Я узнал о дневнике в 1960 году, мне было девятнадцать — именно тогда мы встретились с Фридрихом и Паулиной. Мой отец был их единственным сыном. В 1935-м, когда ему тоже было девятнадцать, они отправили его в Америку, чтобы нацистские идеи выветрились из его головы, но, к сожалению, усилия были напрасны. Моя мать вышла замуж за Фреда Вильяма Кельнера через два года после его приезда в Нью-Йорк и называла его потом не иначе как «нацистским ублюдком»[5]. C точки зрения нацистской расовой теории сама она, Фреда Шульман, была «недочеловеком» сразу по двум причинам — у нее были еврейские и славянские корни, — но это клеймо не могло затмить привлекательность молодой женщины, обескуражившей немецкого эмигранта: он влюбился. За четыре года у них появились трое детей; он настоял, чтобы их крестили по лютеранскому обряду. Фред не стремился работать, вместе с приятелем из Германо-американского союза он занимался распространением пронацистских агитационных брошюр. В апреле 1943 года ФБР возбудило против него дело с целью установить, не шпионит ли он на Германию. Фред тогда отправился в Норфолк, штат Виргиния, — возникли подозрения, что он собирает информацию о перемещениях судов[6]. Доказательства, представленные в ноябре того же года в прокуратуру США, были неубедительными, делу вряд ли дали бы ход, однако предусмотрительный Фред воспользовался полученным от ФБР неформальным советом и пошел в американскую армию, чтобы доказать лояльность своей второй родине. Через неделю после того, как он надел форму, дело ушло в архив. Почти все время службы Фред оставался в США, но в феврале 1945 года за какой-то проступок его понизили в звании до рядового и отправили во Францию в составе военной полиции — охранять бывших немец-ких солдат в лагере, устроенном союзниками для военнопленных. Выйдя в запас в январе 1946 года, Фред остался в Европе, использовав поддельное удостоверение офицера оккупационных войск, и стал промышлять на черном рынке.

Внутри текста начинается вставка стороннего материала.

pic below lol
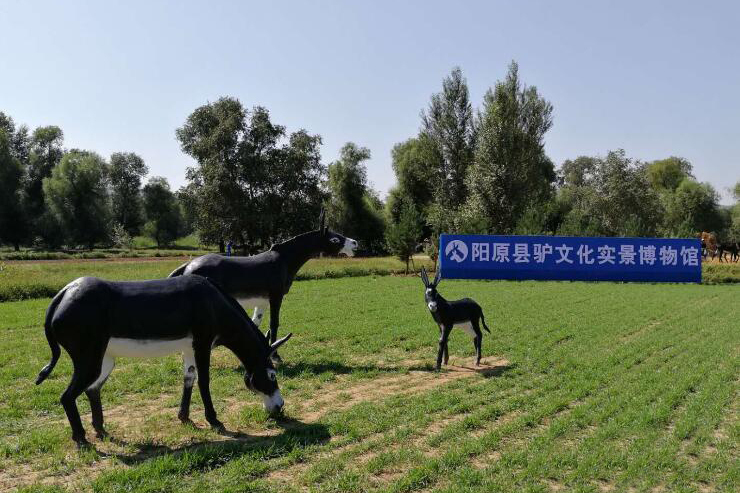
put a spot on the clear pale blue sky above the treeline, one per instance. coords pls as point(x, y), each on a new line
point(654, 78)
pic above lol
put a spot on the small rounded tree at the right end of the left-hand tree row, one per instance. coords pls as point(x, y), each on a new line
point(164, 220)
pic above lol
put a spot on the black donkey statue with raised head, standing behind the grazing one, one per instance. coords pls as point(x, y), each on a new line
point(266, 277)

В том же 1946 году, когда перестали приходить ежемесячные армейские платежи, Фреда решила, что не поедет жить к родителям и не будет зарабатывать официанткой или продавщицей. На дворе была эпоха блистательных мюзиклов производства MGM и RKO, длинноногих красавиц, заполонивших экраны кинотеатров, а ей уже давно хотелось стать второй Джинджер Роджерс или Сид Чарисс{1}. Правда, возможности для двадцатисемилетней матери троих детей, не имевшей хореографического опыта, открывались, как правило, лишь на дешевых подмостках. Поступив в труппу «Мир веселья» (World of Mirth Carnival), колесившую между штатами Мэн и Джорджия и славившуюся своими фривольными «шоу с девочками», Фреда отвезла всех троих детей в еврейский детский дом в Нью-Хейвене, штат Коннектикут, да там их и оставила. Мне было четыре. Моей сестре — семь, брату — шесть.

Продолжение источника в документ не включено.